Já devia ser a quinta vez que ele enfiava a mão na boca para extrair um sentimento. Era algo normal, mas Carla já estava de saco cheio.
― Eu não sou “Marcelo”, droga! Você sabe disso...  ― ele respondeu ofegante, meio agachado, com uma mão apoiada num joelho e a outra limpando a boca ― E o que foi que eu fiz?
A outra olhou-o de cima. O passado querendo aflorar. Não era fácil para nenhum deles, claro. Talvez fosse pior para ele. Ninguém mais ali precisava vomitar um emaranhado de sensações, afinal. Apenas ele.
― Nada… ― ela preferiu a compreensão à raiva, assim como no passado. Olhou para o resto do grupo ― Vamos.
Voltaram a caminhar. Fazia quase três horas desde a saída do último abrigo. Um galpão. Abandonado, talvez, desde antes do mundo mudar. Vazio. A vegetação ao redor começando a tomar conta das paredes. Pararam e descansaram. Comeram. Conversaram um pouco, o máximo possível sem começar uma discussão. Quando os corpos sentiram-se menos abatidos e desgastados, partiram. Agora não encontravam nada. Nenhuma construção ou ser vivo. Era quase um bom sinal. Mas desolação total normalmente significava algum perigo por perto.
A estrada era corroída e esburacada, difícil de trilhar. Muitas vezes era mais fácil margeá-la pela vegetação, se não houvesse obstáculos demais. A estrada, porém, podia ser vantajosa ao oferecer pilhagem diversa em veículos esquecidos pelo tempo, como a caixa de paçoca encontrada na semana anterior. Mas também escondia emboscadas…
Andando à frente, Aquário ergueu uma mão, sinalizando para o grupo parar.
― O que foi?
Em resposta, ele virou meio corpo para trás pedindo silêncio com um dedo. Era um gesto ancestral e conhecido, mas ver Aquário fazendo aquilo era bem estranho. O dedo esticado em frente ao capacete azul parecia lutar contra o ato.
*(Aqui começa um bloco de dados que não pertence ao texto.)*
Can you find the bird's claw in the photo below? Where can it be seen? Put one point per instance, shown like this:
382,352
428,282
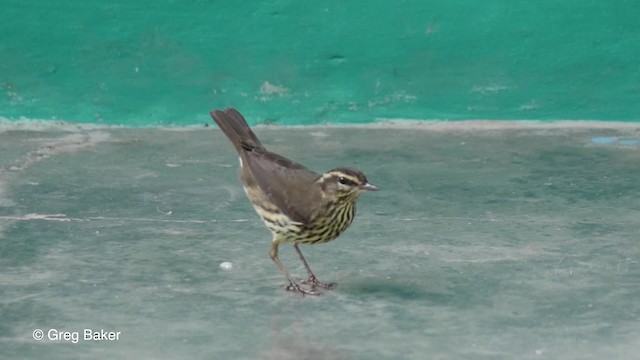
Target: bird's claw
296,288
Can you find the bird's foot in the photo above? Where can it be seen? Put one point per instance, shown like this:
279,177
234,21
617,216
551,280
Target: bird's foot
298,289
316,283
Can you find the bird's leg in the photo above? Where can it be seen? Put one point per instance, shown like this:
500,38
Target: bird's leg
293,285
312,277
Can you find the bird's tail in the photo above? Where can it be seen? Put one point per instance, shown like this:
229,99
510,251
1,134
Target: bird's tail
233,124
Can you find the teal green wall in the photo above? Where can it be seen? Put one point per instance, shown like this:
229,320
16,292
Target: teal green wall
169,62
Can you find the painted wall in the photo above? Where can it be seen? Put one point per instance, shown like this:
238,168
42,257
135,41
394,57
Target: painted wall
290,62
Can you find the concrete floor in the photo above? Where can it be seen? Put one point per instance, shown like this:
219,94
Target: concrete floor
487,241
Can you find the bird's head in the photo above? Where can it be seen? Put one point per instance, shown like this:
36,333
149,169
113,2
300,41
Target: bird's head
345,183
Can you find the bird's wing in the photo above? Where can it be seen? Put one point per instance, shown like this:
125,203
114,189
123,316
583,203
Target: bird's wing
286,183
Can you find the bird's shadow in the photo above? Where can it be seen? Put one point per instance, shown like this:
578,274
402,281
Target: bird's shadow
397,289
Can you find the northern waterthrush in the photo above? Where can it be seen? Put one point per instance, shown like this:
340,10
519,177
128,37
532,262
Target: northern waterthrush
298,205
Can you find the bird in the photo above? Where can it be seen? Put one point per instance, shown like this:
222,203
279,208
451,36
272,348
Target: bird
298,205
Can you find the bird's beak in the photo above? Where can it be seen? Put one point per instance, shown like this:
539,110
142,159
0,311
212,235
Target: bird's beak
369,187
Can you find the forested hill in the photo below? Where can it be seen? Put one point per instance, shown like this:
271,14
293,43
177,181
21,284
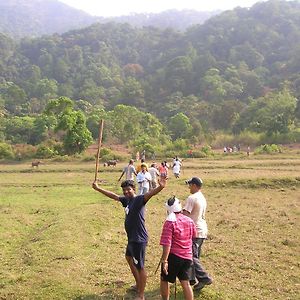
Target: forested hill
20,18
33,18
211,72
178,20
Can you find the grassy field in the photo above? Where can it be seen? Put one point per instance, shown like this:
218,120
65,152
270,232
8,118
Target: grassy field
59,239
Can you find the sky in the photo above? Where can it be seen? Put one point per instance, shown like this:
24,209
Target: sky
108,8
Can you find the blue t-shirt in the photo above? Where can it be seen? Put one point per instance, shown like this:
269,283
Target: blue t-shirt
135,218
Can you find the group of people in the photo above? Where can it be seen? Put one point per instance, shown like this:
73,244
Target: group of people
182,236
147,178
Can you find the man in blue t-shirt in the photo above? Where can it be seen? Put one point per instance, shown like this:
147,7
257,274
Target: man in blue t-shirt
135,227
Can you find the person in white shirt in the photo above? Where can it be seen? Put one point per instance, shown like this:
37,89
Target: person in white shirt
129,171
195,208
154,176
143,179
176,167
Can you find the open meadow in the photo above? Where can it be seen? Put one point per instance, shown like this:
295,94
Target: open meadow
60,239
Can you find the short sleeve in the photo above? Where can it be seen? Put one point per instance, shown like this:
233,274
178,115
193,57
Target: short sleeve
189,204
167,233
123,200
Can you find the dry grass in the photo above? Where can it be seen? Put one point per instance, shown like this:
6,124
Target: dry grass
59,239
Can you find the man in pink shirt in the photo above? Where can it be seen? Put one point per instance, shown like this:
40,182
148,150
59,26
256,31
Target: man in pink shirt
177,258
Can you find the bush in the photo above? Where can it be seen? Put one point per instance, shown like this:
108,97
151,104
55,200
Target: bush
104,151
268,149
244,138
24,151
44,152
88,158
6,151
283,138
62,158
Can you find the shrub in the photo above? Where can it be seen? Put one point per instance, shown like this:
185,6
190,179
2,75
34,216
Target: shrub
104,151
24,151
62,158
44,152
6,151
268,149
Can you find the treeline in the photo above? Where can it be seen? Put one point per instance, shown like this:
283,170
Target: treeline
238,72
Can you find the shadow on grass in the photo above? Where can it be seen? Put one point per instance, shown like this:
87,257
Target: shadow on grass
111,294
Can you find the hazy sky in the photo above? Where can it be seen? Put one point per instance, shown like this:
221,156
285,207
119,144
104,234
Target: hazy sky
124,7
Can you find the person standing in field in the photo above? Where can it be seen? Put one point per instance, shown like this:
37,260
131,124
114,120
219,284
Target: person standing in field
176,167
143,179
177,258
154,176
135,227
139,167
163,169
195,208
129,171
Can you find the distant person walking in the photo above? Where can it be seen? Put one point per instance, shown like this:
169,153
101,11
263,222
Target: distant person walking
248,151
195,208
154,176
163,169
143,179
176,167
129,171
135,227
177,258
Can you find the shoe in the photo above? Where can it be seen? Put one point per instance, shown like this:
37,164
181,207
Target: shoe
201,284
133,288
193,282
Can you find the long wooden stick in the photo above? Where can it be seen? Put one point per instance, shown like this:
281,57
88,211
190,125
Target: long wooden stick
99,147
― Ele ouviu alguma coisa. ― Alguém sussurrou e foi repreendido com um tapa. Bala-de-Prata tinha um olhar severo e imitava o gesto de maneira agressiva.
Aquário levantou um pouco o capacete, apenas o suficiente para expor o que eram suas orelhas, revelando parte de sua nuca e rosto. Os sons do ambiente, invadiram seu cérebro e ele controlou a agonia, tentando filtrar tudo e separar o que desejava. Ouvia passos. Eram abafados e pequenos, caminhando sobre algo muito fino. Ele levou alguns segundos refinando o som e extraindo interferências, até localizar a fonte. Estavam na estrada naquele momento, passando entre dois containers caídos. Logo depois vinha um trecho mais livre, onde a velha rodovia ganhava mais uma faixa de trânsito e não havia veículos juntos, formando algo como uma clareira. Aquário caminhou até lá e o grupo o seguiu devagar. Ele estacou e recolocou o capacete. Precisava enxergar melhor. Levantou  apenas parte da viseira escura e a luz da tarde o incomodou. Permitiu acostumar-se por alguns segundos e então ajoelhou-se em frente à armadilha. Uma linha de pesca bem esticada de um lado a outro da estrada. Ele a enxergava vibrar no ritmo dos passos, agora nítidos e bem definidos em seus ouvidos, mesmo abafados pelo capacete. A vibração vinha de uma das margens da estrada. De onde ele estava, focou a visão apertando os olhos e pôde distinguir uma pequena aranha, caminhando sobre a linha.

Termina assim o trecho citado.